The property taxes are the real killers in real estate
because a homeowner can even diligently pay off their mortgage and owe nothing
on their home (which is becoming rarer these days), but still even in these
best of circumstances the future property tax obligations are going to catch up
to the homeowners as their income shrinks once they retire.
Subsequently these individuals incomes shrink drastically,
but the property taxes continue to escalate as these local and state
jurisdictions need to get more money to support poor fiscal spending policies,
and eventually homeowners have to sell their homes because they cannot afford a
decade`s worth of property taxes.
Fortunes Acquired Elsewhere Often Get
Lost in Real Estate Market Crashes
The more expensive the real estate the higher the taxes
which when the tide goes out in the economy, and people become overextended,
then they have to start dumping real estate, and inevitably there is a huge
margin call that runs through all financial assets, and hits real estate
especially hard.
Many multi-millionaires have lost most of their net worth
mainly due to an overextension on real estate when times are good to find that
the haircut on these properties when they need to sell via a fire sale just
cripples them financially.
The dynamic is as follows: They need to sell, but there are
many people in this boat, the few buyers out there get spooked, prices fall
sharply, but they still need to sell, so these sellers are forced to take 50 to
60% losses on these properties.
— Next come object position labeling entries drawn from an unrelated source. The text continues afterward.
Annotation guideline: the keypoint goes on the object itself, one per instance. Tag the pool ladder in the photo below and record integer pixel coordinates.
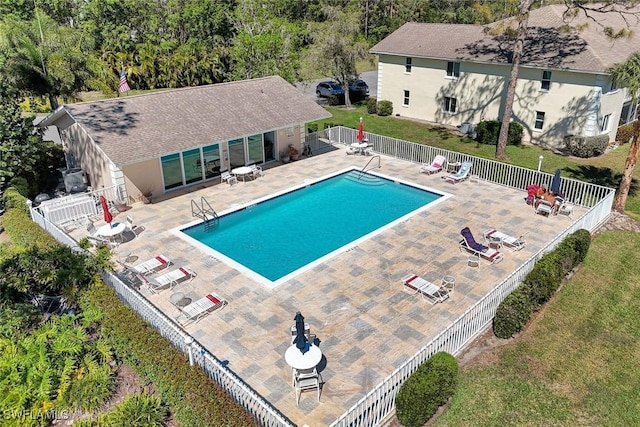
(205, 212)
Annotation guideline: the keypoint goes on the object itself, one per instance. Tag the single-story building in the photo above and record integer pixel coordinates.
(154, 143)
(454, 74)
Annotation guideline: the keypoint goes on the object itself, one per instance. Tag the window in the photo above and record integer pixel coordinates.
(604, 126)
(546, 80)
(450, 104)
(453, 69)
(539, 120)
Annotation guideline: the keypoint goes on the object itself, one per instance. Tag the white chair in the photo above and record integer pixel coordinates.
(306, 380)
(230, 179)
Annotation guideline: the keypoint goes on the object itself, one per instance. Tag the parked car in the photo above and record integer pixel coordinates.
(328, 88)
(359, 88)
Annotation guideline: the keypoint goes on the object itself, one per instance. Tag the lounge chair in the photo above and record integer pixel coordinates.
(435, 166)
(431, 293)
(200, 308)
(167, 280)
(469, 244)
(461, 175)
(504, 239)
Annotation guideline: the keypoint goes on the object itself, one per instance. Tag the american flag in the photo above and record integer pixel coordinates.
(123, 86)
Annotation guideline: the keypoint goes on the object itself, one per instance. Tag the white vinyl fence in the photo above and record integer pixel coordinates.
(379, 403)
(251, 401)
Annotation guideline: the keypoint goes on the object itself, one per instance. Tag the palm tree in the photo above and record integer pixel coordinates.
(627, 74)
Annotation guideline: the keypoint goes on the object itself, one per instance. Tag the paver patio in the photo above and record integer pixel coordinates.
(354, 302)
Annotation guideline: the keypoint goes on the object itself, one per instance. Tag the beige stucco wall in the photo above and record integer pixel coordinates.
(88, 156)
(479, 91)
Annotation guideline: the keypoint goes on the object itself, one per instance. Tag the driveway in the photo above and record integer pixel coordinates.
(309, 87)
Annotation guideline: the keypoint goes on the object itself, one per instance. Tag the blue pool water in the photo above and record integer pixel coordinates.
(278, 236)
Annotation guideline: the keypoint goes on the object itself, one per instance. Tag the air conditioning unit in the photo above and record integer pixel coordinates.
(75, 180)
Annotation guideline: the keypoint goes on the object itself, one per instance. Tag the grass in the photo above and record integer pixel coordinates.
(604, 170)
(577, 364)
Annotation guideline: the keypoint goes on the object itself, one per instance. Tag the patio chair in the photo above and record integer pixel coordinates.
(468, 243)
(230, 179)
(303, 380)
(431, 293)
(200, 308)
(461, 175)
(435, 166)
(167, 280)
(515, 243)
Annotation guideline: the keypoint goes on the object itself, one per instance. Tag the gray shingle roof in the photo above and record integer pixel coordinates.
(547, 45)
(135, 128)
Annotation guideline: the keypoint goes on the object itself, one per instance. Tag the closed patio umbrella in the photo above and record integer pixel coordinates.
(300, 340)
(105, 209)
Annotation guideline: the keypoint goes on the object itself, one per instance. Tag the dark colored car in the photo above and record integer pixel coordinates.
(359, 88)
(328, 88)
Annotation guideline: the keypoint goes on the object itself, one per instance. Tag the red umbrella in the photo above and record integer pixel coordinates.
(105, 209)
(360, 136)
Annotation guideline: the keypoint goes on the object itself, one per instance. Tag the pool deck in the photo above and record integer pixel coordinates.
(353, 302)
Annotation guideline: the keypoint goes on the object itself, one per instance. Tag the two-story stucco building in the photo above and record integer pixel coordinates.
(454, 74)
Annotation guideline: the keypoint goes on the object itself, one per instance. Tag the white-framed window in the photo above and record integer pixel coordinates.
(545, 83)
(407, 65)
(606, 122)
(453, 69)
(539, 120)
(450, 105)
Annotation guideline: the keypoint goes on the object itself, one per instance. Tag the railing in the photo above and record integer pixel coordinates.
(250, 400)
(379, 403)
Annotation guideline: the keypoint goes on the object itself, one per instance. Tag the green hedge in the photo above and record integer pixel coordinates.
(541, 283)
(193, 397)
(487, 132)
(428, 388)
(586, 146)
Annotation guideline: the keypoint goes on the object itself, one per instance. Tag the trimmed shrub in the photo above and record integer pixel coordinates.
(624, 134)
(385, 108)
(372, 106)
(429, 387)
(513, 313)
(487, 132)
(586, 146)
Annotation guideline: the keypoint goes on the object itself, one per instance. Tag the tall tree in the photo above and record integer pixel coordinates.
(21, 149)
(338, 45)
(573, 7)
(627, 74)
(43, 58)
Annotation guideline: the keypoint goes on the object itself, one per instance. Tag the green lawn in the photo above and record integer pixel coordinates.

There goes all the stored wealth like a
vanishing mirage that the investors were trying to protect by investing in hard
assets – it is really a vicious, pernicious cycle that repeats itself over and
over in the real estate market.
Foreigners Not Exempt
This applies to foreign buyers as well, when they need the
money during a reset in other financial areas, they are not going to be able to
afford the property taxes on these properties, and local jurisdictions
constantly needing more money, and effectively raising these property taxes
every year, only makes the problem worse, and sets up the future drivers for
the inevitable crash in real estate. Ironically, this results in the local
jurisdictions not collecting any taxes at all on the properties for substantial
time periods.
Therefore, many foreigners who think that real estate in
first world countries are safe and secure wealth storage vehicles when they buy
at the top of the market with these offshoring strategies can lose 60% and more
of their net worth in a market crash.
This is one of the downfalls of all cash transactions when
buying real estate at elevated market levels. Investors can walk away from
mortgages like they did in 2007, but with 20 and 30% down payments to secure loans
these days from banks; it is still a substantial loss for investors on any
market re-set.
Foreigners all hiding money away in these properties are in
for a rude surprise when they calculate their future tax obligations over just
a ten year period. These people may or may not be able to afford the real
estate on a long-term basis, but most of these people will definitely not be
able to afford the property taxes on these purchases on a long-term basis
without a consistent, perpetual revenue stream.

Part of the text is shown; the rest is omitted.